Dos episodios han dado señales, sin embargo, de que el Gobierno iraquí tendría más afinidades con el plan de Obama que con el de los  republicanos, quienes no consideran que se deba actuar con tanta premura, justo en el momento cuando Irak empieza a dar señales de mejoría.

Durante el pasado fin de semana, en una entrevista para la revista  alemana Der Spiegel, al-Maliki afirmó que las tropas norteamericanas debían dejar su país “lo más pronto posible”. Lo que fue interpretado por muchos como un apoyo expreso a los planes de Obama. Inmediatamente, el Gobierno iraquí lo negó, pero una nueva declaración hecha  por su vocero tras la reunión con el candidato demócrata, fue recibida por medios norteamericanos como una probable cercanía de Bagdad  a la visión de Obama. “No podemos dar un cronograma preciso”, afirmó Dabbagh a la prensa, “pero nuestro Gobierno  piensa que una fecha factible de retirada sería a finales de 2010” (8 meses más que lo propuesto por el senador de Illinois).       

Obama basó su campaña en las primarias demócratas en un discurso radicalmente crítico a la presencia de tropas estadounidenses en Irak. Sin embargo, en campaña, el republicano John McCain no ha escatimado esfuerzos por resaltar la escasa experiencia que en materia de relaciones internacionales caracteriza a Obama. McCain y otros miembros del partido critican la incapacidad del senador de Illinois para reconocer los avances demostrados durante los últimos meses en Irak.

Sin embargo, para muchos analistas, la presencia norteamericana en Irak no será definitiva para la campaña electoral. Según encuestas, sólo un 20% de los votantes consideran que este tema es relevante en la agenda de los candidatos. De ahí que Obama haya decidido darle relevancia a la descuidada situación en Afganistán, sobre todo en la frontera con Pakistán, para acercarse a los intereses de unos electores, que aún pueden ser sensibles a los temas de seguridad nacional relacionados con la pervivencia de Al-Qaeda y los Talibán.

Aún faltan varias paradas en la gira del candidato, que incluye Israel, Alemania, Jordania y Francia, donde Obama buscará legitimarse como un líder de talla mundial.

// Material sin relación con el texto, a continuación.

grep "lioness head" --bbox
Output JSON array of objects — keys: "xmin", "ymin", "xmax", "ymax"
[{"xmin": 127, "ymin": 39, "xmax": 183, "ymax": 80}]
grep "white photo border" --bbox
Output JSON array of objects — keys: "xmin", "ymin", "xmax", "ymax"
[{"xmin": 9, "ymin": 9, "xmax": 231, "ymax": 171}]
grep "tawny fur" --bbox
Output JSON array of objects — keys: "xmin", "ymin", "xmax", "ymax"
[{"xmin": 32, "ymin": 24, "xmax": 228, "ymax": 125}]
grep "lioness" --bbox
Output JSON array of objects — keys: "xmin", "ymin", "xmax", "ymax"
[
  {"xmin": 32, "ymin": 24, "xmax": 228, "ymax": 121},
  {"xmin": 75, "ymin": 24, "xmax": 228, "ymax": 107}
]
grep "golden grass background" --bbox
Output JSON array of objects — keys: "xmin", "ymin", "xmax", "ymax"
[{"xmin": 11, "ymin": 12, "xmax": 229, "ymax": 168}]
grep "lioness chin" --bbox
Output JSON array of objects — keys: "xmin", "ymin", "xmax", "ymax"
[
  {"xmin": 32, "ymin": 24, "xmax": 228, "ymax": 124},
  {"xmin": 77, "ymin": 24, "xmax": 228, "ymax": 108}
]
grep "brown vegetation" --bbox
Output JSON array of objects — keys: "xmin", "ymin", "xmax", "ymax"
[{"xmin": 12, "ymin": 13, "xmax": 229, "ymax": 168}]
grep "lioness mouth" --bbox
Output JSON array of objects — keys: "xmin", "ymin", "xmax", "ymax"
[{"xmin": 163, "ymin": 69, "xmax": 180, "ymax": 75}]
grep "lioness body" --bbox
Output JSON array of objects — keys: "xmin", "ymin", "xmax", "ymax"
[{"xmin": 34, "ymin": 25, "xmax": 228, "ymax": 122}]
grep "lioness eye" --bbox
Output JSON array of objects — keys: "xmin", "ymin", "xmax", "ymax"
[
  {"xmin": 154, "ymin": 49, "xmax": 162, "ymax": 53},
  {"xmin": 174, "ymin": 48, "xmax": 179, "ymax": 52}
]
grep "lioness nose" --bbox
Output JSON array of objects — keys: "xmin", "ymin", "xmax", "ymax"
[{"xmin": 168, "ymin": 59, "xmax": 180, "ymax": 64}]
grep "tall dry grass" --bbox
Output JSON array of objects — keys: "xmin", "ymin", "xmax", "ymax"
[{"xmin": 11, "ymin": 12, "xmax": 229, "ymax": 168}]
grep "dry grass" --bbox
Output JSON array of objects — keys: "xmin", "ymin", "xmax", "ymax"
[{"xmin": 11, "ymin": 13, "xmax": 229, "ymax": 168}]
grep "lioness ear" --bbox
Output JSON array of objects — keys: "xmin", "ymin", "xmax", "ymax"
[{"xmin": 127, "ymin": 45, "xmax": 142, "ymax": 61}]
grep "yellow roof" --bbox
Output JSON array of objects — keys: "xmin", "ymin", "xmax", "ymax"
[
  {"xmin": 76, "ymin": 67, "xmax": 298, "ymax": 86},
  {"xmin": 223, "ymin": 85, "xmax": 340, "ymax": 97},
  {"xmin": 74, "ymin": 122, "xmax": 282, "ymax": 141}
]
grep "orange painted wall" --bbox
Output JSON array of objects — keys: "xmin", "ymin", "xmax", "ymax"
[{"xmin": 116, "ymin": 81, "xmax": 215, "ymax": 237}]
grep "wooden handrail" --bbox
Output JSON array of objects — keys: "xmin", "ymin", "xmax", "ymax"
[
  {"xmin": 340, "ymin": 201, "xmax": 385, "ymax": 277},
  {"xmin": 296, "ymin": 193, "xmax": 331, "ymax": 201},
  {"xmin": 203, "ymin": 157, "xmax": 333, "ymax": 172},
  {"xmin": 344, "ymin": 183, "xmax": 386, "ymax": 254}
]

Con todas las cámaras apuntadas sobre su gira, los republicanos están listos a aprovechar cualquier desliz para demostrarle, cómodamente, lo contrario.

El resto de la gira

Aunque la campaña de Obama ha mantenido en reserva gran parte del cronograma de la gira por Medio Oriente y Europa, se sabe que dejará Irak para pasar por Jordania, Israel, Francia y Alemania. Su paso por este último país ha suscitado debates debido al sitio escogido por el candidato para dar su discurso. Se trata de  la Columna de la Victoria, en el céntrico parque berlinés de Tiergarten. El simbólico enclave, que rememora las victorias prusianas contra países como Francia y Dinamarca en siglo XIX, para muchos contradice el mensaje que busca proyectar la campaña demócrata en la que pretende demostrar la importancia “de  las relaciones transatlánticas para hacer frente a los desafíos del siglo XXI”, según reza un comunicado.